Japan Pension Fund Rides Stocks to $46 Billion Gain
Japan Pension Fund Rides Stocks to $46 Billion Gain

The world’s biggest pension fund posted its fourth-straight quarterly gain, as global stocks rose and a decline in the yen against both the dollar and the euro helped boost the value of its overseas investments.

The Government Pension Investment Fund returned 3.5%, or 5.1 trillion yen ($46 billion), in the three months ended June 30, increasing assets to a record 149.2 trillion yen, it said in Tokyo on Friday. Domestic equities added 2.3 trillion yen as the benchmark Topix index rose in the period, while the value of foreign stocks increased by 1.9 trillion yen, Bloomberg reported.

The Japanese retirement fund’s recent string of quarterly gains follows a series of losses after it overhauled its strategy in 2014 to buy more shares and cut debt. GPIF, which holds the majority of its stock investments in strategies that track indexes, benefits when broader equity markets are rising.

“With stronger stocks, we’re not seeing a repeat of trillions of yen of paper losses that we saw in the past,” said Ayako Sera, a market strategist with Sumitomo Mitsui Trust Bank Ltd. in Tokyo. “Performance is improving, but we still have to maintain a calm view.”

The fund’s Japanese share holdings returned 6.6% over the three months, matching the Topix’s performance. Overseas stocks added 5.5%, helped by a 7.6% drop in the yen against the euro, the biggest decline since 2013, as well as weakness versus the greenback, both of which increase the value of foreign holdings when repatriated. The MSCI All-Country World Index climbed 3.6% last quarter.
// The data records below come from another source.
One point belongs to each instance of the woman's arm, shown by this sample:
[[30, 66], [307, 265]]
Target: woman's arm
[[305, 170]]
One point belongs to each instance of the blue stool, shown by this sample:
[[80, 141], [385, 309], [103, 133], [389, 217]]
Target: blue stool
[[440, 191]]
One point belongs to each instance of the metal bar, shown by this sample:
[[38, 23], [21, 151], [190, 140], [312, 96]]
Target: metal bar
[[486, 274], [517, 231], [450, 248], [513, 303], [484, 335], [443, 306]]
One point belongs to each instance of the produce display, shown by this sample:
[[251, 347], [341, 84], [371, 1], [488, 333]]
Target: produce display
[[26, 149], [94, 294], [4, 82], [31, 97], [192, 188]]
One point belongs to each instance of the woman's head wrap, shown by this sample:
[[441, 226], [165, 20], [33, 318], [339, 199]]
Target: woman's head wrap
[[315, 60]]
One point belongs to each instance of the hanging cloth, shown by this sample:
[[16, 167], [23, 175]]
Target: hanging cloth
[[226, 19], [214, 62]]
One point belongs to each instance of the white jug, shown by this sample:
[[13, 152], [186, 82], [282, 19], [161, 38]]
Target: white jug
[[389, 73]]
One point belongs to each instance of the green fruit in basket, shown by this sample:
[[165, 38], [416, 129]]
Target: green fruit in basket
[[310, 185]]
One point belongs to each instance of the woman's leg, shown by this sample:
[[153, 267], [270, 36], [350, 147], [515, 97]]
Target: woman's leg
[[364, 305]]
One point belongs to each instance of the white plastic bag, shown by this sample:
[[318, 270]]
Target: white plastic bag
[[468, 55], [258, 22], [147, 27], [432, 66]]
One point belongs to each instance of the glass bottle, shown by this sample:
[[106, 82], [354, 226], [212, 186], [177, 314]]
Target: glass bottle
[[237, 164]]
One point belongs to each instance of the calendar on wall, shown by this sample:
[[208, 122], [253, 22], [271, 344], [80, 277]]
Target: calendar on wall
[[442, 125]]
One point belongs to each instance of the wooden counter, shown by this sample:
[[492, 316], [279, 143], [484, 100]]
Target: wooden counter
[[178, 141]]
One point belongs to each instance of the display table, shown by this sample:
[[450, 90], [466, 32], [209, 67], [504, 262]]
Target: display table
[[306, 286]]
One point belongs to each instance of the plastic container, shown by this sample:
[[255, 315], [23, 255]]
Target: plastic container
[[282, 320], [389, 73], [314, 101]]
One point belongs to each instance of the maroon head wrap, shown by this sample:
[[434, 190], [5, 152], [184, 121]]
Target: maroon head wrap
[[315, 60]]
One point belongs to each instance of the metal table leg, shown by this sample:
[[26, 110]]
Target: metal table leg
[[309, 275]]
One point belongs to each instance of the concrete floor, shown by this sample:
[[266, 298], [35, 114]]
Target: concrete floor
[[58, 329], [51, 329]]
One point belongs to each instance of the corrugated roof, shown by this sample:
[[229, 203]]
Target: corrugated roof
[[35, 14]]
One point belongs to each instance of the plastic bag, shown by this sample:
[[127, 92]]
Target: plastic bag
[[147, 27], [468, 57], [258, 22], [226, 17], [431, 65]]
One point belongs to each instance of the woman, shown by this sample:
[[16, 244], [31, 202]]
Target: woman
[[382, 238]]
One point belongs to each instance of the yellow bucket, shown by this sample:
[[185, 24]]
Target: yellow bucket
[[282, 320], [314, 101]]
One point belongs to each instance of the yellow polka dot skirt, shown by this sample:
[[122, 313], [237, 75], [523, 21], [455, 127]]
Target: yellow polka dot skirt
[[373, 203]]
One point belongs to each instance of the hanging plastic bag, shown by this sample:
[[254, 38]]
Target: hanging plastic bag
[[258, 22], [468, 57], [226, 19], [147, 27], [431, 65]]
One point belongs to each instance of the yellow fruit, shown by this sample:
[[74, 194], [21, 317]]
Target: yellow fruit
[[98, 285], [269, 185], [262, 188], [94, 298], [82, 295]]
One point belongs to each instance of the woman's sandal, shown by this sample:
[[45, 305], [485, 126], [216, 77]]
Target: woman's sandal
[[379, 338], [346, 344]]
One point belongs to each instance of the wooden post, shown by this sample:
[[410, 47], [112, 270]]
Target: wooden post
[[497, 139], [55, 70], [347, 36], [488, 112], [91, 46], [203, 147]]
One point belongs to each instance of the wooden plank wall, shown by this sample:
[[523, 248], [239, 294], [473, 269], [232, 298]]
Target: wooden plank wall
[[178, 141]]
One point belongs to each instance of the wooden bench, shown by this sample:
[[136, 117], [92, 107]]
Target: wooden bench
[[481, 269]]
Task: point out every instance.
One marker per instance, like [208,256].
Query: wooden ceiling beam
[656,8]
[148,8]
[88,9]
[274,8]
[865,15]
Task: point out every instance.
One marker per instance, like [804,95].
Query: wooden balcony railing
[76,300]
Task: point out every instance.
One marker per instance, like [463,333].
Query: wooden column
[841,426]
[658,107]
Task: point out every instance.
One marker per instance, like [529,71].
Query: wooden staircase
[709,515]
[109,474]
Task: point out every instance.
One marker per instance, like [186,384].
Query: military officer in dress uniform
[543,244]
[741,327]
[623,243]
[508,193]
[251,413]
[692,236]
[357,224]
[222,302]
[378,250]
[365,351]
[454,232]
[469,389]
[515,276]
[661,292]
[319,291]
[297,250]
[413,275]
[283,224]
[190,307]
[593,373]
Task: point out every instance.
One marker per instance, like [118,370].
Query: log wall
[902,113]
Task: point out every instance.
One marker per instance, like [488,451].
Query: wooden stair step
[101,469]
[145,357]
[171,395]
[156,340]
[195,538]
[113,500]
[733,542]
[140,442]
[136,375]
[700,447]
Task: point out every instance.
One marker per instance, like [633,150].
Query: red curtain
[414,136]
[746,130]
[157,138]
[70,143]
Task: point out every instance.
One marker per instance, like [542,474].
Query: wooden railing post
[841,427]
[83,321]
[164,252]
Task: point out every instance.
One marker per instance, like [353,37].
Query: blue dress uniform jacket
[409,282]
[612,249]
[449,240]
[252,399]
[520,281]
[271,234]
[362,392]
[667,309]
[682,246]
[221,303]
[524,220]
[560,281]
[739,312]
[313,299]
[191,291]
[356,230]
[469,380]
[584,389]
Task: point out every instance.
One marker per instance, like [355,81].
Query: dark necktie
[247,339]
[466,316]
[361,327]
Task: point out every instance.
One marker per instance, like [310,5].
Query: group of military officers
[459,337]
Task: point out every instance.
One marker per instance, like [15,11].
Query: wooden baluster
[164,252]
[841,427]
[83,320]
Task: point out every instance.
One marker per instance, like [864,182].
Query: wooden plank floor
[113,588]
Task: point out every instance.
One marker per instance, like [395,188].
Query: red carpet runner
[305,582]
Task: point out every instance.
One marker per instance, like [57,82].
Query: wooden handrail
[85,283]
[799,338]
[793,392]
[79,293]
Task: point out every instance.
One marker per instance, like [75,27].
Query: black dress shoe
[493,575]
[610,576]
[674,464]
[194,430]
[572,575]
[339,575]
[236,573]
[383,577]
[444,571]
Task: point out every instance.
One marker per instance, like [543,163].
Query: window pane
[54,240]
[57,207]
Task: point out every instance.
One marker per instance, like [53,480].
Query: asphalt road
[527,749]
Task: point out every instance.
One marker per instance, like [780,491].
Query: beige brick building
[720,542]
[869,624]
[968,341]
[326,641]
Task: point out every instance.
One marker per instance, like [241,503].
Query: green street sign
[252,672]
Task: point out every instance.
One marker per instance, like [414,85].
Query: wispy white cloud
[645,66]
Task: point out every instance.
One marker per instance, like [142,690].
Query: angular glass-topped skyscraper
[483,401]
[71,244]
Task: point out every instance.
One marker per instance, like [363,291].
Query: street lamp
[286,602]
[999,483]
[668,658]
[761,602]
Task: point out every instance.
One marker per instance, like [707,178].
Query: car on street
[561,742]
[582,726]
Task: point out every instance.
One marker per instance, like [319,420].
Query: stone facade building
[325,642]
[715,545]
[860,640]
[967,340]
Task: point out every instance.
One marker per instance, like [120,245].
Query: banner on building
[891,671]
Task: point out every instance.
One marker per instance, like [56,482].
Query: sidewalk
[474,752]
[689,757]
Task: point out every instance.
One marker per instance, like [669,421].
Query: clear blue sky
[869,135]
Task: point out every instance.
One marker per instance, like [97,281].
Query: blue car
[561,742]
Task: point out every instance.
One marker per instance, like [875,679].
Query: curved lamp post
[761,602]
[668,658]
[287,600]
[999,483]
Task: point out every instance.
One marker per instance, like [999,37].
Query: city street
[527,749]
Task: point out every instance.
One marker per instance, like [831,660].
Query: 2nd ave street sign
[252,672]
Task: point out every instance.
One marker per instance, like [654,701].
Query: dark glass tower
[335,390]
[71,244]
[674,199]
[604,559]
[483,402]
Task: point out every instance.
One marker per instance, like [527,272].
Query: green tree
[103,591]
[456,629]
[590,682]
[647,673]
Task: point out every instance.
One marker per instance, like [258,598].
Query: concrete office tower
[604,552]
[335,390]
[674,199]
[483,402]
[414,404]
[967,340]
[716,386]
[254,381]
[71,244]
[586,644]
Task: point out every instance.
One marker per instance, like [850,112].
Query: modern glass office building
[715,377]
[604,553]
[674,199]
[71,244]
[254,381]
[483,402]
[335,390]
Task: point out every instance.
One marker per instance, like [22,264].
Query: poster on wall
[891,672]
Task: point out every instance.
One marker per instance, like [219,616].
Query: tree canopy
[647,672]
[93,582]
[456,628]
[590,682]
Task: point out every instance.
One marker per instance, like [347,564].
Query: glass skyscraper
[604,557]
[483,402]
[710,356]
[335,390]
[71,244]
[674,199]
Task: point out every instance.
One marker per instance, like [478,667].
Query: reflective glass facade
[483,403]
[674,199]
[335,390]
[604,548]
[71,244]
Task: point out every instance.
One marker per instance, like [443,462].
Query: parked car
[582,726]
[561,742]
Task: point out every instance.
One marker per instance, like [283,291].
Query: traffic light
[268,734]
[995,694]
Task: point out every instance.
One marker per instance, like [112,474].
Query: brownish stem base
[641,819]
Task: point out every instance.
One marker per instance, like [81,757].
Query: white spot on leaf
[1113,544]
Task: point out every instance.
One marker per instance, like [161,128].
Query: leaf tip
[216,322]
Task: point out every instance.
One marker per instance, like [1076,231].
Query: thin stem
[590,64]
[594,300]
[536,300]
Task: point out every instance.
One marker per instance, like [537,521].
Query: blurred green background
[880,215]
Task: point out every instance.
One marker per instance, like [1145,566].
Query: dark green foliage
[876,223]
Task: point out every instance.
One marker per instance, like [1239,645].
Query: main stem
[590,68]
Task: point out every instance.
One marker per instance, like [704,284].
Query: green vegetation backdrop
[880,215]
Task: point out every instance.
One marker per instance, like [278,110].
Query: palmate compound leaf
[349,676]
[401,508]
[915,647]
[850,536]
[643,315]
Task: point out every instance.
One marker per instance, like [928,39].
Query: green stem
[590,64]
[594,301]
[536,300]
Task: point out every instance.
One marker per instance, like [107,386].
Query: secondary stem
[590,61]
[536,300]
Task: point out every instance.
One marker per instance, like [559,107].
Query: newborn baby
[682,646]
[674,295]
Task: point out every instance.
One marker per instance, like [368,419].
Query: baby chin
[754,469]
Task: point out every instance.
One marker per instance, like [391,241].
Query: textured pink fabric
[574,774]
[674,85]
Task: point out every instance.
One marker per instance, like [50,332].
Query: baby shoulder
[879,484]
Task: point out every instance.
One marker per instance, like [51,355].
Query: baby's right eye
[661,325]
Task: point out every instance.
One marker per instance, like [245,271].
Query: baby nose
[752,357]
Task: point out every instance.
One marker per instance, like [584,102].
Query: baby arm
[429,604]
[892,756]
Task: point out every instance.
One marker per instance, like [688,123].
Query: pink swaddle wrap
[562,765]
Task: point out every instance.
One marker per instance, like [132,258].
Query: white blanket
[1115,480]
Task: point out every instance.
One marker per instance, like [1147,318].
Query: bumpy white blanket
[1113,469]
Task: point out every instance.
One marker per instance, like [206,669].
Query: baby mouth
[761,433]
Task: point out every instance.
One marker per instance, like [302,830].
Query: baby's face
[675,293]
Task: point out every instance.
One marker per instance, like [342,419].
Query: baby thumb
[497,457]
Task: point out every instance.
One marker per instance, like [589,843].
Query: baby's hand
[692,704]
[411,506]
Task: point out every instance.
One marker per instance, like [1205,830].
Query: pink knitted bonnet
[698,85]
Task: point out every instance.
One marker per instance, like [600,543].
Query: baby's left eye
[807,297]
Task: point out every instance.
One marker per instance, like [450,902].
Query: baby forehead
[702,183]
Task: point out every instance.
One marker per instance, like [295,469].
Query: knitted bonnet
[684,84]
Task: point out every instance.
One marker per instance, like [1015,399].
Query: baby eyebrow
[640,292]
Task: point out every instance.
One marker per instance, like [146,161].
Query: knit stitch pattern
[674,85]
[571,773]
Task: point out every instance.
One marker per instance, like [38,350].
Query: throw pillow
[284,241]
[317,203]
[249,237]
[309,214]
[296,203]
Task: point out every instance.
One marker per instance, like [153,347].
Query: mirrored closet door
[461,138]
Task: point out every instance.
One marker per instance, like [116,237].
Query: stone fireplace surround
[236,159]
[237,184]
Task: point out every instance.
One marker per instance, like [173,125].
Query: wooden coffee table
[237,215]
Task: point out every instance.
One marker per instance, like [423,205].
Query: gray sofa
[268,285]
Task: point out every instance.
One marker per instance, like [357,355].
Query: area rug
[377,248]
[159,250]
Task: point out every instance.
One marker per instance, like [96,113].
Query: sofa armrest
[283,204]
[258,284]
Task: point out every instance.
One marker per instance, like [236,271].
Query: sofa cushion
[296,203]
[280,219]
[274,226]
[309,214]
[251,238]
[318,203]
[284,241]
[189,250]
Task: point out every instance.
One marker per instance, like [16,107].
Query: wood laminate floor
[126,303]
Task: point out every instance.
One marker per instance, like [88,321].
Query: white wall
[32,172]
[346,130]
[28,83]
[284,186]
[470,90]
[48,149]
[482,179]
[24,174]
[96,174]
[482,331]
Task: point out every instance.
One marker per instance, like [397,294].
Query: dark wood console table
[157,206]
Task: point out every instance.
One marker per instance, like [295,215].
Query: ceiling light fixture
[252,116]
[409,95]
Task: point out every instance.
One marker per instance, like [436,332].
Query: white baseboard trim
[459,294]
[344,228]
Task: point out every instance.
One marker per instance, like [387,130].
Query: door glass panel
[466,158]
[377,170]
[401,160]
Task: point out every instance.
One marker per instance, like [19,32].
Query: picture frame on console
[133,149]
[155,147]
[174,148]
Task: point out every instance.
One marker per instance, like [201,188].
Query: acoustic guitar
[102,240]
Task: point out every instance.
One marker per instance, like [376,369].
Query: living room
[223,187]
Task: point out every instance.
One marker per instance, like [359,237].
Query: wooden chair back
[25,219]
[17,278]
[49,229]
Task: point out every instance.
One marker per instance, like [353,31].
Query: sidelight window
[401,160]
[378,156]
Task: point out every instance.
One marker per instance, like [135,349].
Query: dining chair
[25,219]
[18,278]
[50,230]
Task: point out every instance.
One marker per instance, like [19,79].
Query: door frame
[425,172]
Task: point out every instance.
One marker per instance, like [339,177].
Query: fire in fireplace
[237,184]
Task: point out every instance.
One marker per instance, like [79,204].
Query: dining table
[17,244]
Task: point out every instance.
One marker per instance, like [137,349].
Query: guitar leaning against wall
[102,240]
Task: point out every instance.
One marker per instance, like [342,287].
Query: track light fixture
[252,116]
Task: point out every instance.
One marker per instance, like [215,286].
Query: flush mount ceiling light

“A positive market environment continued” in the June quarter, with good global economic data and corporate earnings supporting increases in stocks, GPIF President Norihiro Takahashi said in a statement Friday. “The yen was in a weakening trend due to expectations that the Federal Reserve will raise interest rates and the ECB will move toward normalizing monetary policy, while the Bank of Japan’s quantitative easing policy continued.”

The fund’s domestic bond holdings, which accounted for 30.5% of total assets, managed a nearly flat return. Foreign bonds added 4.5%, making up 13.5% of the GPIF’s investments at the end of June.

Japanese stocks accounted for 24.4% of holdings, while overseas equities were 23.9% of assets. The target levels for GPIF’s portfolio are 35% for domestic debt, 15% for foreign bonds, and 25% each for domestic and overseas shares.